2. An apparatus according to claim 1, wherein said hand piece is an ultrasonic hand piece.

3. An apparatus according to claim 2, wherein said ultrasonic hand piece includes an ultrasonic transducer.

4. An apparatus according to claim 3, wherein said ultrasonic transducer is configured for ultrasonically driving said rotary cutting bit in a high frequency rotary reciprocating motion.

5. An apparatus according to claim 3, wherein said ultrasonic transducer is configured for ultrasonically driving said rotary cutting bit in a high frequency translating motion.

6. An apparatus according to claim 4, wherein said ultrasonic transducer is configured for ultrasonically driving said rotary cutting bit in a high frequency translating motion.

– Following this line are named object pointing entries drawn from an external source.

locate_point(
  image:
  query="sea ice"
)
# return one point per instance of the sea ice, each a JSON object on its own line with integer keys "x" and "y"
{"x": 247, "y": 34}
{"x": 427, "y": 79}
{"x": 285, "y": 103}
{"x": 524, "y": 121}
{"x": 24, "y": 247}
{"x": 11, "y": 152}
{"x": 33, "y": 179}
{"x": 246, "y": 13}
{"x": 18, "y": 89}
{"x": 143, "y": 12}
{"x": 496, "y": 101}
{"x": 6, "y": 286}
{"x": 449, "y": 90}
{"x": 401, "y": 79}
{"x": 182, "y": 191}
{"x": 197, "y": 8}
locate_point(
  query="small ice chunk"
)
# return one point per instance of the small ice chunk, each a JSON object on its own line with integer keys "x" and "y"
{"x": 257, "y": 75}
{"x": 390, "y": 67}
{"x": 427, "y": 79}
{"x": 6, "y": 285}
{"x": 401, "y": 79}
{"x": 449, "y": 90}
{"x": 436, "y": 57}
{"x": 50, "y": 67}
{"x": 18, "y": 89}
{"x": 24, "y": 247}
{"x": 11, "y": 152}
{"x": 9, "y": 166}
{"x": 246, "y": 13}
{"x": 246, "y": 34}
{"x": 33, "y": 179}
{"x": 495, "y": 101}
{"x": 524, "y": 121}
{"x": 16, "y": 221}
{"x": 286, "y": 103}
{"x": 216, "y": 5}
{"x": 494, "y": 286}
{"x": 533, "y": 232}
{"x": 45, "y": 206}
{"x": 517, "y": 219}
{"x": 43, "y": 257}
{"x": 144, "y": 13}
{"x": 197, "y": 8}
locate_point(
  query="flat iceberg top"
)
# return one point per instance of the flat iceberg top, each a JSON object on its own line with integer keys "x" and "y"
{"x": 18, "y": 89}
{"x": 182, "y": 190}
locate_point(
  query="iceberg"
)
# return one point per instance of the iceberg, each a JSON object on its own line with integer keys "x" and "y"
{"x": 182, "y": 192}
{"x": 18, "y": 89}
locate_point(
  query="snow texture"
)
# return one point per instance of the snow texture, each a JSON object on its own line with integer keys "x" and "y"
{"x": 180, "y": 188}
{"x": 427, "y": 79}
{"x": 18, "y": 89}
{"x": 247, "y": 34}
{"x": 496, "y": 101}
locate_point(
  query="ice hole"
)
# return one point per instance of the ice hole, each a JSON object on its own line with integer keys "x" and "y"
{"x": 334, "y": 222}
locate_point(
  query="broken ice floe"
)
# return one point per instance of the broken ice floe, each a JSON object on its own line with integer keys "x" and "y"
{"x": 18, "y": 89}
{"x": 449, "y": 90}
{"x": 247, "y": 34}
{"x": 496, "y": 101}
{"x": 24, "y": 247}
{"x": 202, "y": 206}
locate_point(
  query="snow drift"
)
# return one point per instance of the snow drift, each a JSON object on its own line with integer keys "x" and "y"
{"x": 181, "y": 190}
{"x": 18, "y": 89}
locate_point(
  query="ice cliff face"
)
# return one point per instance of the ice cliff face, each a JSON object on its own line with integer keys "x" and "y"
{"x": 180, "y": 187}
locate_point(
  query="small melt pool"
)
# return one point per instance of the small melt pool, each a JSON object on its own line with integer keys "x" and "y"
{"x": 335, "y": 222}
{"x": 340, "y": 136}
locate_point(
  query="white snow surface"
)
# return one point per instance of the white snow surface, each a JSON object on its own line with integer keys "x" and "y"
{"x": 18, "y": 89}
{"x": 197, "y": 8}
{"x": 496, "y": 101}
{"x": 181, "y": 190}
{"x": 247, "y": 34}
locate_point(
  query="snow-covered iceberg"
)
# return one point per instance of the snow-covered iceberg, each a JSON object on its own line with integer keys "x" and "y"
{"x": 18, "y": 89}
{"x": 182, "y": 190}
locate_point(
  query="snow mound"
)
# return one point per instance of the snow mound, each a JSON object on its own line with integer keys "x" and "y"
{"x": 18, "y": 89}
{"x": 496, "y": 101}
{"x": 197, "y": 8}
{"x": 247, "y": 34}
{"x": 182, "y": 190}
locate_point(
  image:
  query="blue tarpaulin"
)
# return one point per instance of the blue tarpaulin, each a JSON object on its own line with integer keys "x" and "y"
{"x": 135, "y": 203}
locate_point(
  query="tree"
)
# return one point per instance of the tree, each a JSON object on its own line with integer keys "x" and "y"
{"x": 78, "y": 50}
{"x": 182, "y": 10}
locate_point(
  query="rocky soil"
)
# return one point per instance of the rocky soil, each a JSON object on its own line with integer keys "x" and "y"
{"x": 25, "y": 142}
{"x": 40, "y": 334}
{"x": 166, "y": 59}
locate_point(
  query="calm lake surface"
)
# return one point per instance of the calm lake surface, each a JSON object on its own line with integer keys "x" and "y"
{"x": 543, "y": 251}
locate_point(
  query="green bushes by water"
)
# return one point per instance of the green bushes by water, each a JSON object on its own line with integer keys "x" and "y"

7. An apparatus according to claim 1, including a sleeve surrounding at least a portion of said rotary cutting bit.

8. An apparatus according to claim 7, wherein said sleeve surrounds said rotary cutting bit except for a tip thereof.

9. An apparatus according to claim 1, wherein said rotary cutting bit is provided with a fluid passageway therethrough.

10. An apparatus according to claim 9, including:

a sleeve surrounding at least a portion of said rotary cutting bit;

a device for providing irrigation fluid into said hand piece; and

a device for providing aspiration fluid out of said hand piece.

11. An apparatus according to claim 10, wherein irrigation fluid is circulated within said hand piece through a first passageway defined by said fluid passageway provided in said rotary cutting bit and out of a tip of said sleeve, and aspiration fluid is then circulated into said tip of said sleeve and through a second passageway defined between said rotary cutting bit and said sleeve.

12. An apparatus according to claim 10, wherein irrigation fluid is circulated within said hand piece through a first passageway defined between said rotary cutting bit and said sleeve, and aspiration fluid is then circulated into said tip of said sleeve and through a second passageway defined by said fluid passageway provided in said rotary cutting bit.

13. An apparatus according to claim 1, wherein said rotary cutting bit is provided with cutting teeth provided on an end face thereof.

14. An apparatus according to claim 13, wherein said teeth are radially aligned extending from a center portion to an outer portion of said end face of said rotary cutting bit.